Senin, 16 Januari 2017

Bualbual.com - Inhil, Kehadiran perusahaan, seharusnya dapat mensejahterakan masyarakat sekitarnya. Tidak seperti sekarang ini, banyak sekali permasalahan antara perusahaan dan masyarakat. Malah seperti yang diakui oleh Bupati Indragiri Hilir (Inhil), H M Wardan, banyak yang telah membuat masyarakat Inhil menderita.
"Cukup banyak laporan yang telah kita dengar langsung dari masyarakat. Seperti kemarin, pertemuan saya dengan masyarakat Desa Pungkat, Kecamatan Gaung, di kantor Bupati Inhil. Mereka banyak yang melaporkan bahwa kehadiran perusahaan di sana telah membuat masyarakat menderita. Kalau seperti ini yang terjadi, saya pribadi tidak setuju dan tidak rela," tegas Wardan.
Untuk itulah dikatakan Wardan, dirinya sangat selektif pada pemberian izin perusahaan. Hal ini, katanya, melihat banyaknya permasalahan yang hadir dan disamping itu untuk pencabutan izin tersebut juga bukan perkara yang mudah.

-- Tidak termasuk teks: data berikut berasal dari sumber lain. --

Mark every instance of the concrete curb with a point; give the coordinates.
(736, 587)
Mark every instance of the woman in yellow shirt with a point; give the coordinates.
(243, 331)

"Sedikit sekali izin perusahaan yang saya setujui. Meski banyak yang datang menawarkan, insyaallah belum merah mata saya. Sementara, untuk mencabut izin itu kan bukan perkara mudah. Tapi walau bagaimana pun, kita akan segera proses ini," ujar Wardan pula menegaskan.
Pada masalah Desa Pungkat, sebut Wardan, saat ini pihaknya telah membuat satu tim untuk menanganinya. Dia menegaskan, agar tim dapat menyelesaikan permasalahan tersebut pada tahun 2017 ini. Membantu tim bekerja, dia juga meminta seluruh pihak dapat melengkapi dokumen yang dibutuhkan. Seperti dari masyarakat serta LSM Walhi yang mendampingi masyarakat Desa Pungkat.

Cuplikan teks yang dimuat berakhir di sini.